A really clever opening chapter starts off reflecting the title, but by the end Joshua Dysart’s changed the mood entirely, and the next chapter moves us to Torquehalla. Yes, Torquehalla. As explained when he was introduced, John Torkelson, or Torque, was a severely incapacitated teenager who was almost entirely bed ridden, but unaware he was a Psiot. He constructed an elaborate fantasy land in his mind packed with every effect a metal-obsessed fourteen year old would desire, and that’s Torquehalla: “Yeaaah! Dancing with my wenchy bitches in my Miller genuine draft fountain”. Dysart deliberately sustains a mood of confusion as everyone is sucked into Torquehalla, but the joke isn’t overplayed.

Perfect Day picks up back in Los Angeles shortly after the events of Harbinger Wars, and some characters introduced for that re-appear, and quite right too given the thought put into them. A person that can transform herself into cartoon animals is too good to waste. That’s because Dysart has a surprise in store, and the ending to Harbinger Wars is revisited in a fascinating way. An innovative middle chapter supplies the lowdown.

Something else that’s great about the plot is that it enables Barry Kitson to show what he can really do. Most stories require the artist to maintain a single style, and a lot of comic artists only have that anyway, but the way Dysart’s structured Perfect Day enables Kitson to work in several different styles, not just the one we’re used to from his other Valiant contributions. Clayton Henry takes the middle chapter and is also required to vary his regular style, as that’s heavy on cartoon animals, and he makes it work.

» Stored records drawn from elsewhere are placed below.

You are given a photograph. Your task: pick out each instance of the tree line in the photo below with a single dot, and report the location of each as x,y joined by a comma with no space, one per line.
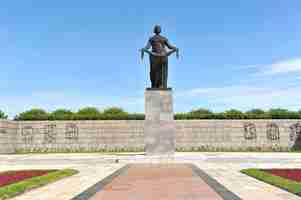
116,113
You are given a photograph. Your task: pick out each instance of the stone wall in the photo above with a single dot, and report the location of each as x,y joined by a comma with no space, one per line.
238,134
8,136
55,136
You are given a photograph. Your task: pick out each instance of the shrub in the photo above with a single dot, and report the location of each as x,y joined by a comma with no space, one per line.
256,114
2,115
201,114
61,114
234,114
33,114
88,113
114,111
278,113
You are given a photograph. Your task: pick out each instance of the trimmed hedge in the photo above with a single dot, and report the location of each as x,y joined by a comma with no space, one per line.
283,183
3,115
277,113
20,187
116,113
88,113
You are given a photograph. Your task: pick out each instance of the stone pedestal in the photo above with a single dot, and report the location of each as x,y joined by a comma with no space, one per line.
159,127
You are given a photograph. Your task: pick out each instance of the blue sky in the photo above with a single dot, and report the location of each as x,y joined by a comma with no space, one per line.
71,54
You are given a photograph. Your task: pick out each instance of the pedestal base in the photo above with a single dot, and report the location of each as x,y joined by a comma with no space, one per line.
159,127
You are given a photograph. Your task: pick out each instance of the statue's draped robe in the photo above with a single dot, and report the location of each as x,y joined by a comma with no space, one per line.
159,60
158,71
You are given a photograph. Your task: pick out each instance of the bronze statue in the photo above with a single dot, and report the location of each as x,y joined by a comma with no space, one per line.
159,58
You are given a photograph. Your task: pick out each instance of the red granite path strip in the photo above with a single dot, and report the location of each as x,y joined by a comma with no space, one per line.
157,182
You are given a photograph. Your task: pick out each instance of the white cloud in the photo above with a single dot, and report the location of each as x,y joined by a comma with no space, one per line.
280,67
245,97
51,100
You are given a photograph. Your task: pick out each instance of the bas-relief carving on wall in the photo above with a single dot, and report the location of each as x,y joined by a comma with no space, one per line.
27,133
71,132
50,132
250,131
295,131
273,133
3,131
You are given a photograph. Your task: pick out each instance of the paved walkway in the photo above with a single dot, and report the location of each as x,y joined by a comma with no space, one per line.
224,167
157,181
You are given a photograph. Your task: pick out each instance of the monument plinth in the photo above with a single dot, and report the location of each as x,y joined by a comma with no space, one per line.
159,124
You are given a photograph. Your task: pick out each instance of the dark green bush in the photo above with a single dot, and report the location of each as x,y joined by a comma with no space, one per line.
114,111
201,114
88,113
61,114
2,115
234,114
35,114
278,113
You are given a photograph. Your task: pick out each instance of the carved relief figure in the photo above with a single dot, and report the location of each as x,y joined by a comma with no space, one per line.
273,133
27,134
50,133
3,131
250,131
295,131
71,132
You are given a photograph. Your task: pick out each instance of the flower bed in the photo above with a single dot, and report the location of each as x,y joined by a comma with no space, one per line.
282,178
292,174
10,177
38,178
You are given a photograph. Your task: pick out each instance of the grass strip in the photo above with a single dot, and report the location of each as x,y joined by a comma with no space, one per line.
283,183
20,187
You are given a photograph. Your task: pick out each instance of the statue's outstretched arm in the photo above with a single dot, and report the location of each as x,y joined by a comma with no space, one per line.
148,45
170,46
173,49
145,49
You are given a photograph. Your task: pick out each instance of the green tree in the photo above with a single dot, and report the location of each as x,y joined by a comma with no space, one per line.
234,114
255,111
3,115
200,113
114,111
88,113
33,114
279,113
61,114
256,114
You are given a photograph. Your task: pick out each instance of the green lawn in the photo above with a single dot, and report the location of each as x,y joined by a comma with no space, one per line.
20,187
283,183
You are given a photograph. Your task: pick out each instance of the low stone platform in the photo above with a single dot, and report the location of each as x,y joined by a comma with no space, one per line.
159,126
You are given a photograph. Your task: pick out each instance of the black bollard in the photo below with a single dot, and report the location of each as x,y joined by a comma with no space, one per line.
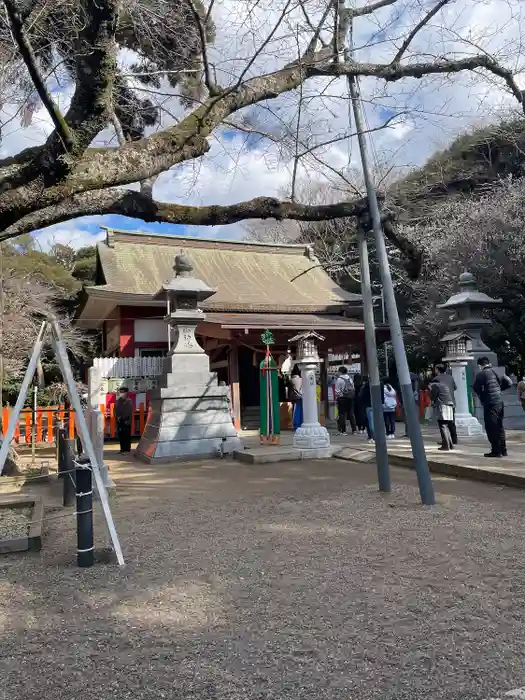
61,455
84,514
69,475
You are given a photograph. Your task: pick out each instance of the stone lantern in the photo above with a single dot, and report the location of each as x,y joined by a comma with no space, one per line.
464,345
458,345
189,413
468,305
311,435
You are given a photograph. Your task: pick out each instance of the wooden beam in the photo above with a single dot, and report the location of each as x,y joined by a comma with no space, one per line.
213,330
235,389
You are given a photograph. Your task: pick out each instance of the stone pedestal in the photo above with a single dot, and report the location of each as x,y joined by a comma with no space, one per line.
467,425
95,421
189,413
311,435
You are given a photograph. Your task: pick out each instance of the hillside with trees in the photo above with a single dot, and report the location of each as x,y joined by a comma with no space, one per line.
465,209
33,281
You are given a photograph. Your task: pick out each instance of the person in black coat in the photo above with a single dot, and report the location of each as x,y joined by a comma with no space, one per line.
488,387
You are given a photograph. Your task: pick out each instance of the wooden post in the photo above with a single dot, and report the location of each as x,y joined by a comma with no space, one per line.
324,389
39,425
28,426
71,424
235,386
103,412
141,418
50,425
112,430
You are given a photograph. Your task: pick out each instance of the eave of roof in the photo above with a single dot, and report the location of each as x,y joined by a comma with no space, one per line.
248,276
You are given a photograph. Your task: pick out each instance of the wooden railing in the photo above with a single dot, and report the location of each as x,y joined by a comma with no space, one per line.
123,367
46,420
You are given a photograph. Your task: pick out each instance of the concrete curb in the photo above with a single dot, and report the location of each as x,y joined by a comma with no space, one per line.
33,541
459,471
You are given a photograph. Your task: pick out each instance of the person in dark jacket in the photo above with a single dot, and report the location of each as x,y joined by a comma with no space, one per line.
445,378
124,416
360,410
442,398
488,387
365,401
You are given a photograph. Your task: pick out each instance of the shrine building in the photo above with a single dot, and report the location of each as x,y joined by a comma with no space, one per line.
280,287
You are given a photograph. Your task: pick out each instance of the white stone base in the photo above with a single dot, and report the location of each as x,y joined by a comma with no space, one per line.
468,426
311,437
106,479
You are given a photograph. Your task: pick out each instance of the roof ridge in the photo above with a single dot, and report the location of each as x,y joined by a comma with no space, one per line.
125,236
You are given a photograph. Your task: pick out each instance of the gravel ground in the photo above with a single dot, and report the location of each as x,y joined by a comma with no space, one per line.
279,582
14,522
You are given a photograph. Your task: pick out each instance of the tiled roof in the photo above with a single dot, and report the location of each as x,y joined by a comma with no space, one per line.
248,276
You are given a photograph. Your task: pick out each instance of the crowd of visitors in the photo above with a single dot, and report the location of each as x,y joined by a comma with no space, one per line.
354,404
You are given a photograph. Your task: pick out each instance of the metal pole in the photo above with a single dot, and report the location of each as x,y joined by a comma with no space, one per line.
33,431
385,344
84,494
26,383
63,361
383,471
426,489
69,477
168,310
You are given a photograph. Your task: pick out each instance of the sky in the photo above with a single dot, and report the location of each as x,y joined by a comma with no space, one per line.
426,114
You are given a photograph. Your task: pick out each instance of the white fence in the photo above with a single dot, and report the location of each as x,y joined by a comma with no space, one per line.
122,367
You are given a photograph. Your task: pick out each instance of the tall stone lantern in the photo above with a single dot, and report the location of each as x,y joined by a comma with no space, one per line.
457,355
311,435
189,413
467,307
464,345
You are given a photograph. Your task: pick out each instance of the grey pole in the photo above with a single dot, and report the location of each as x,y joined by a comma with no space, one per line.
385,344
22,394
426,489
383,471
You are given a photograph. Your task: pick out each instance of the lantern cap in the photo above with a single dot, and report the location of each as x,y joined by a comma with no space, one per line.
305,335
449,337
468,295
184,282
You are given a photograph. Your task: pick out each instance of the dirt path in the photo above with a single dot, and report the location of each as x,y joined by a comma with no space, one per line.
289,581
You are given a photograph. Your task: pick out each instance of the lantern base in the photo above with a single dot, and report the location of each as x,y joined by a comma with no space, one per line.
468,425
311,437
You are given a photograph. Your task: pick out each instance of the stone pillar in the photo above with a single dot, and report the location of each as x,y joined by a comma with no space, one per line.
311,435
190,415
467,425
95,423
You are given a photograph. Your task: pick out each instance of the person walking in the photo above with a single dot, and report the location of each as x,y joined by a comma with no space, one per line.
389,409
365,399
124,416
488,387
345,395
521,392
360,410
445,378
441,395
296,397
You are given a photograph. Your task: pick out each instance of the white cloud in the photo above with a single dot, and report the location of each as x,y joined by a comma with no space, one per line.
433,110
73,233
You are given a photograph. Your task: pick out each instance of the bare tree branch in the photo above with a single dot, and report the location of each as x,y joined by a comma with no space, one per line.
135,204
212,88
369,9
30,60
406,43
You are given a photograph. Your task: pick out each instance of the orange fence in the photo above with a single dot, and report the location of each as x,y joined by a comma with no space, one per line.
45,420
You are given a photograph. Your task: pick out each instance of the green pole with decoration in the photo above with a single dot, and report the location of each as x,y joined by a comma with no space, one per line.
270,424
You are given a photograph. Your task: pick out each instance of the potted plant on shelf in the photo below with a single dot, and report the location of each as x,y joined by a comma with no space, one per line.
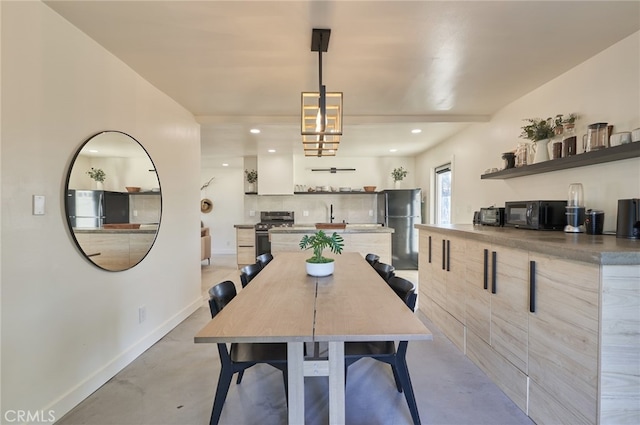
317,265
252,178
98,175
398,175
539,131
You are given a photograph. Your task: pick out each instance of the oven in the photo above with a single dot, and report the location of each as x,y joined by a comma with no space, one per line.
269,219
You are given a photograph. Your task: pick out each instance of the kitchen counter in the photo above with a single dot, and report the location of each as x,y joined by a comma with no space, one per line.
597,249
244,226
350,228
142,230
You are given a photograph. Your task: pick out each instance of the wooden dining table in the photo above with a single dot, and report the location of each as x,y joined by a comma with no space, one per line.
284,304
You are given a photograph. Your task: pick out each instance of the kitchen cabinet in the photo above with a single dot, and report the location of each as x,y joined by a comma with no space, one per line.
563,341
442,283
558,332
115,250
497,294
245,245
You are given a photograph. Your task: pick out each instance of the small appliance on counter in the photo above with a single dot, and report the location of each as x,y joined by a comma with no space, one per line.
535,215
575,209
594,222
628,223
491,216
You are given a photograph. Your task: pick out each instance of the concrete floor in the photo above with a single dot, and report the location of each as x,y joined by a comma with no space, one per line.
174,383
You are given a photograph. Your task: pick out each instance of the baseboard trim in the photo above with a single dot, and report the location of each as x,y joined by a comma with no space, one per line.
67,401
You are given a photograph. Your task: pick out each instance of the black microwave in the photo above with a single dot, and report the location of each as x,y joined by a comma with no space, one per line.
536,215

Although the plot is good, once past the big revelation it slows down considerably, and takes a long time to reach a conclusion that within certain parameters was almost inevitable given the expectations of a continuing series. It comes with what’s intended as a surprise, but Dysart’s not been subtle at hinting at the possibility from the halfway point. Harbinger is a very good superhero series, but this is very definitely a graphic novel of two halves. Death of a Renegade is next, and is combined with this collection in Harbinger Deluxe Edition 2.